CSI5180: Topics in Artificial Intelligence: Natural Language Processing, A Statistical Approach

 

 

Assignment 2

Due: Fri, Mar 25, 21:00

 

 

Keyphrase extraction [50 points]

 

Keyphrases are expressions (one or more words, most often nouns phrases) that describe the main topic of a document. As keyphrases represent the key ideas of documents, extracting good keyphrases benefits various natural language processing (NLP) applications, such as summarization, information retrieval, and question-answering. In summarization, the keyphrases can be used as a semantic metadata. In search engines, keyphrases can supplement full-text indexing and assist users in creating good queries. Therefore, the quality of keyphrases has a direct impact on the quality of downstream NLP applications.

 

Your task is to implement a method to extract keyphrases form scientific articles. You will use the data from the SemEval 2010 task 5 on automatic keyphrase extraction. It is split into three archives trial, train and test.

 

You need to tokenize each file in order to be able to extract words from it. Feel free to clean the files of unwanted symbols if needed (or to fix errors in them, since some text might have been obtained from pdf files, with conversion errors). You can use your tokenizer from Assignment 1.

 

You can choose any method for keyphrase extraction, from a simple tf-idf method to a sophisticated machine learning approach. One possibility is to detect important words, and then to choose the noun phrase that contains those words as the final keyphrases. Alternatively, you can use any tools or keyword extraction system available on the Internet.

 

Please write a report, describing your method. Also submit a file with results for the trial data and a file with results on the test data (the train data, you can use for yourself if you need).  

 

Please mention in your report your best results in terms of Precision, Recall, and F-measure in the top 15 extracted keyphrases on the trial data and on the test data. The expected solutions are provided by the SemEval task, as assigned by the authors of the articles, as assigned by human judges that read the articles, and combined.

 

The result files should contain one line for each document, in the following format:

FILENAME : KEYPHRASE_LIST

where the  KEYPHRASE_LIST contains the keyphrases separated by commas

For example, if the FILENAME is C_1, the corresponding line could be:

C-1 : keyphrase extraction,competition,test,performance evaluation

 

Please list 15 candidate keyphrases per document.

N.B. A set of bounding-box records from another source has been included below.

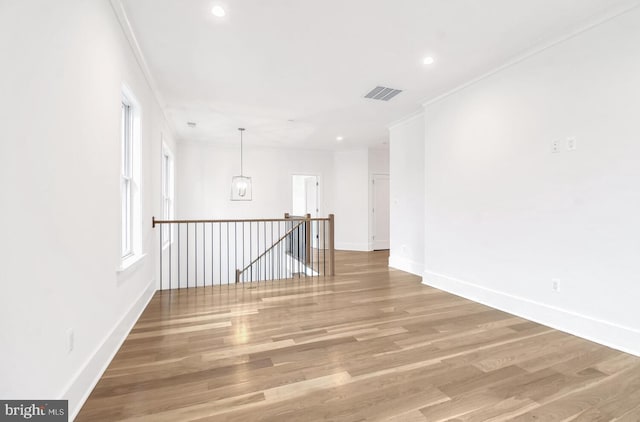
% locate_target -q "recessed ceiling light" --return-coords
[211,6,227,18]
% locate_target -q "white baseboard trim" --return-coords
[389,255,424,277]
[422,270,640,356]
[62,280,156,421]
[335,242,371,252]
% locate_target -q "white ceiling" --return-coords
[122,0,630,148]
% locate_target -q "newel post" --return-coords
[329,214,336,276]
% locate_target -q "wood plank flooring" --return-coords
[77,252,640,422]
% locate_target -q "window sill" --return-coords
[116,253,147,275]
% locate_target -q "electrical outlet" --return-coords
[67,328,75,353]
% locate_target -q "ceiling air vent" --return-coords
[364,86,402,101]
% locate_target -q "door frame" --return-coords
[367,173,391,251]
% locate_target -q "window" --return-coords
[120,100,133,258]
[162,146,174,246]
[120,88,141,268]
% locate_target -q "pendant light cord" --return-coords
[238,128,244,176]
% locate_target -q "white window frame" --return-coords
[162,143,175,248]
[119,86,143,270]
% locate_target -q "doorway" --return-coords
[370,174,390,251]
[291,174,320,248]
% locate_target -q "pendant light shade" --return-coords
[231,128,252,201]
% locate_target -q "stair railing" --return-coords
[152,214,335,290]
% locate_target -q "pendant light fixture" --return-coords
[231,127,251,201]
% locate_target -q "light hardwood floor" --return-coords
[77,252,640,422]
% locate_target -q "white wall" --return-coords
[424,9,640,354]
[177,143,333,219]
[389,113,424,275]
[177,143,333,219]
[0,0,171,414]
[369,146,389,174]
[334,148,369,251]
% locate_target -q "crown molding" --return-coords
[422,0,640,108]
[387,108,424,130]
[110,0,178,142]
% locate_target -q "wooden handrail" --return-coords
[151,216,329,228]
[236,221,305,283]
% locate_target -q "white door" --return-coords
[291,174,321,248]
[371,174,389,250]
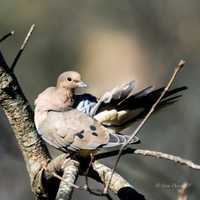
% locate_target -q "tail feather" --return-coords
[104,133,140,147]
[97,87,187,131]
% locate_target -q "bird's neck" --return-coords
[57,88,75,104]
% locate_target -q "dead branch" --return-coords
[89,161,145,200]
[0,31,15,43]
[10,24,35,71]
[177,182,189,200]
[56,159,79,200]
[94,148,200,170]
[104,60,185,193]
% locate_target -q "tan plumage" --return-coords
[35,72,138,151]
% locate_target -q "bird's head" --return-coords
[57,71,87,90]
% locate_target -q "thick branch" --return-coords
[0,48,50,196]
[89,161,145,200]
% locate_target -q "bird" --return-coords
[34,71,187,153]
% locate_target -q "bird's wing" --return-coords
[74,81,135,116]
[38,109,138,151]
[75,81,187,131]
[73,93,97,116]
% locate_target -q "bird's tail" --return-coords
[103,133,140,147]
[95,87,187,131]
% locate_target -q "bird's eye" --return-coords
[67,77,72,81]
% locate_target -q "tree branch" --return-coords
[104,60,185,194]
[0,37,55,199]
[56,159,79,200]
[10,24,35,71]
[94,148,200,170]
[0,31,15,43]
[89,161,145,200]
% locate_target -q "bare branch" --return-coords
[94,148,200,170]
[10,24,35,71]
[0,41,50,199]
[89,161,145,200]
[104,60,185,193]
[56,160,79,200]
[177,182,189,200]
[0,31,15,43]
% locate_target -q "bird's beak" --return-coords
[78,81,87,88]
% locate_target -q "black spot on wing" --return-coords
[109,134,119,143]
[75,130,84,139]
[90,125,97,131]
[92,132,98,136]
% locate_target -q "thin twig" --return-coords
[177,182,189,200]
[94,148,200,170]
[10,24,35,71]
[104,60,185,193]
[0,31,15,42]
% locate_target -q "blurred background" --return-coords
[0,0,200,200]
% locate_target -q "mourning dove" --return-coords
[34,71,186,152]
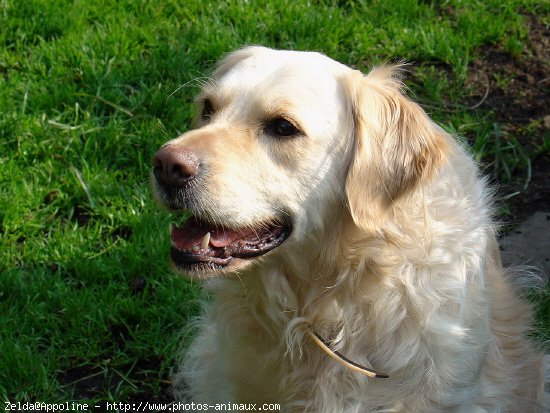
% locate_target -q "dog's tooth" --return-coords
[201,232,210,250]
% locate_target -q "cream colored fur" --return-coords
[165,47,549,413]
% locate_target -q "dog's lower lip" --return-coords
[170,217,291,271]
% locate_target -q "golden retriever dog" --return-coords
[152,46,549,413]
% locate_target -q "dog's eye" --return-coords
[201,99,214,120]
[267,118,300,137]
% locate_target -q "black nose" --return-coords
[153,146,200,188]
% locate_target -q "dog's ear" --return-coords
[343,66,448,229]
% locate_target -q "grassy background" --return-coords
[0,0,550,402]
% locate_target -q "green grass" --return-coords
[0,0,550,402]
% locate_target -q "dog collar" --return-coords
[307,327,390,379]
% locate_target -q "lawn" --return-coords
[0,0,550,402]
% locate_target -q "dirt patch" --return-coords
[465,16,550,223]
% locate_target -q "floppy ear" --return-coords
[343,66,447,229]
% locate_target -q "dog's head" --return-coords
[153,47,444,276]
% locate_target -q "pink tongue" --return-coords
[170,218,251,250]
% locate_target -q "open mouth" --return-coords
[170,217,291,271]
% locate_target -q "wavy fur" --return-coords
[161,47,550,413]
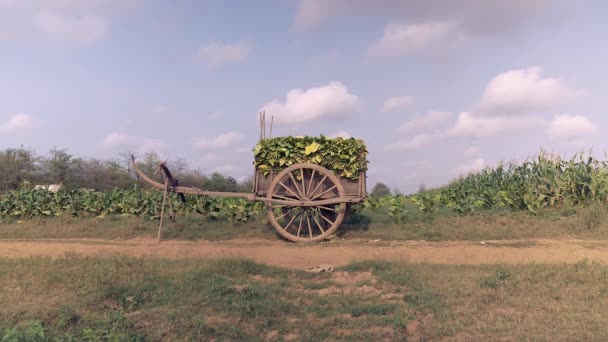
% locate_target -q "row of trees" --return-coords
[0,147,253,192]
[0,147,408,197]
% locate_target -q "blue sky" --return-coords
[0,0,608,192]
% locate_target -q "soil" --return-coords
[0,238,608,269]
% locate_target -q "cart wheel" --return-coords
[267,164,346,242]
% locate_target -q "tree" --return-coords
[371,183,391,197]
[0,147,40,191]
[44,148,81,186]
[204,172,238,192]
[416,183,426,194]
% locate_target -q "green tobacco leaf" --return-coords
[304,142,321,155]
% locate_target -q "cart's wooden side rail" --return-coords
[253,170,367,199]
[131,157,366,207]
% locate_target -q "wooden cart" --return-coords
[132,157,367,242]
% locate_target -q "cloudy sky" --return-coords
[0,0,608,192]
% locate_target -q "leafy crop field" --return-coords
[0,153,608,223]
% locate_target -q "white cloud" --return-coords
[294,0,560,35]
[213,164,236,175]
[150,105,171,114]
[476,66,582,115]
[198,42,251,68]
[0,114,35,134]
[329,130,352,139]
[447,112,546,137]
[399,160,431,169]
[192,132,243,150]
[385,132,441,151]
[399,111,451,133]
[260,82,359,124]
[547,114,597,139]
[369,21,464,58]
[382,96,414,113]
[463,146,481,157]
[447,67,588,137]
[36,13,108,45]
[101,132,166,153]
[201,153,220,163]
[455,158,488,175]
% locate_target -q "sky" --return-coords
[0,0,608,193]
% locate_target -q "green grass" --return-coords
[0,204,608,241]
[0,255,608,341]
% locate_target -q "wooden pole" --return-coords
[268,115,274,139]
[157,175,169,242]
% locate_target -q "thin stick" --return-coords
[268,115,274,139]
[260,112,264,141]
[158,179,169,242]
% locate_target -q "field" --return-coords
[0,157,608,341]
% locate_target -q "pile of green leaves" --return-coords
[253,135,367,179]
[0,187,265,222]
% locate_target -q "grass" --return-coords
[0,204,608,241]
[0,255,608,341]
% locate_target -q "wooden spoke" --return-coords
[272,195,293,202]
[311,185,337,200]
[285,209,302,230]
[277,208,302,221]
[317,205,340,213]
[300,168,306,198]
[306,212,312,239]
[319,211,334,226]
[267,164,346,242]
[289,172,304,199]
[309,175,327,197]
[279,180,301,199]
[304,169,316,198]
[296,215,304,237]
[312,213,325,234]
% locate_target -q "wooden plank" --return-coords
[255,171,366,197]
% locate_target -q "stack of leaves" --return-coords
[253,135,367,179]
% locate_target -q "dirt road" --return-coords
[0,238,608,269]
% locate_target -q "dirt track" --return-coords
[0,238,608,269]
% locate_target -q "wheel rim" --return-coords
[268,164,346,242]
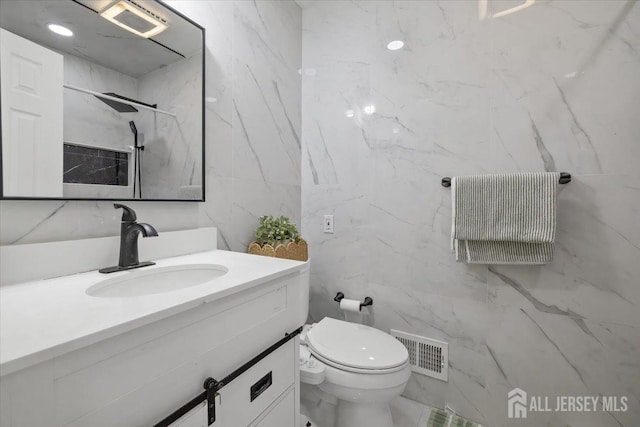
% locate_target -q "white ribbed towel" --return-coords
[451,172,560,264]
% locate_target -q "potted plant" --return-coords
[249,215,309,261]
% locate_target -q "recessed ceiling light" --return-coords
[100,0,169,38]
[387,40,404,50]
[47,24,73,37]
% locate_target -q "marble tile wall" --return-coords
[0,0,302,256]
[61,53,140,198]
[302,0,640,427]
[136,51,203,199]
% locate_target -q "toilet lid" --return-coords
[307,317,409,370]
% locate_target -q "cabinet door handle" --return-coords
[251,371,273,402]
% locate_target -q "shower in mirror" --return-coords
[0,0,204,201]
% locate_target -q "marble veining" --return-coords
[0,0,302,252]
[302,0,640,427]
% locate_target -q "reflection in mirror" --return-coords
[0,0,204,201]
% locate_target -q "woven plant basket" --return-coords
[248,239,309,261]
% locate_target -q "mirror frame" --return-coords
[0,0,206,203]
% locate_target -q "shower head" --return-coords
[96,92,138,113]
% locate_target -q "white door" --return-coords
[0,29,63,197]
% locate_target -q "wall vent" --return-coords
[391,329,449,381]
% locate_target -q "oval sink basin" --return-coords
[86,264,229,298]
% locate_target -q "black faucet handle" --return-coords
[113,203,138,222]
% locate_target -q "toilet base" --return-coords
[336,400,393,427]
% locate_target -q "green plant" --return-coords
[256,215,300,248]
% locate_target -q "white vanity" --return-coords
[0,229,309,427]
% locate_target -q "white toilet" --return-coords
[300,317,411,427]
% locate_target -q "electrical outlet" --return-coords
[324,215,333,234]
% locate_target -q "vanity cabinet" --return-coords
[0,269,309,427]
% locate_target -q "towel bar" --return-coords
[441,172,571,187]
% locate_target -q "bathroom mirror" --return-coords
[0,0,204,201]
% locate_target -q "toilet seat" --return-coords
[306,317,409,374]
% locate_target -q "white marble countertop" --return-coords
[0,250,308,375]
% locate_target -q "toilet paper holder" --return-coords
[333,292,373,310]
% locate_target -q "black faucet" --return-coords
[98,203,158,273]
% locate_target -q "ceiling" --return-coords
[0,0,202,78]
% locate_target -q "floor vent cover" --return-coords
[391,329,449,381]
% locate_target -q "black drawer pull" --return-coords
[251,371,273,402]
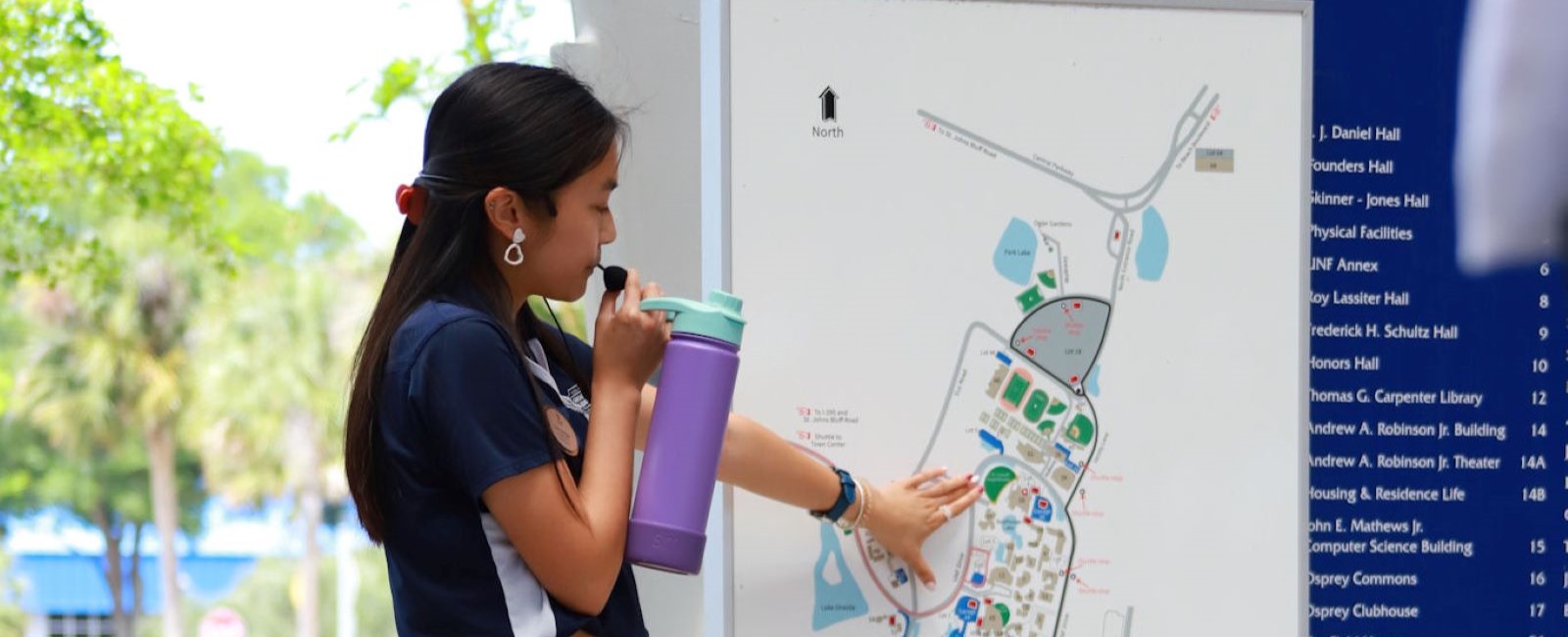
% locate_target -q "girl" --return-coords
[345,65,980,637]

You can use the script performance.pl that comes with the trail / test data, in order to compute the scores (usage: perl performance.pl <your_file_name>).  

 

 

Your goal is to achieve the best F-score on the trial data (for the combined author plus reader-assigned expected solution). Please do not optimize your algorithm on the test data; run on the test data only after you finished developing your algorithm. We will have a mini-competition (chocolate prizes) for the best F-score on the test data.

 

Please put the extracted keyphrases in separate result files in original version (as extracted from text) and in stemmed version (using the Porter stemmer). For the trial data, you have the expected solution with lemmas (base forms for nouns) and for stemmed forms. For the test data, the solution is available only in stemmed form. We will focus on the stemmed version for computing P,R,F, but it is nice to have the original keyprhases too, to be able to look at them.

 

The four results files that you will submit should be named TRIAL.lem, TRIAL.stm, TEST.lem and TEST.stm

 

For more information, read the task webpage and the readme files from the data sets.

 

 

Submission instructions:

 

1. Prepare a report (.pdf, .doc, or .txt). Describe your methods, any tools that you used, present the results, and analyze / discuss them.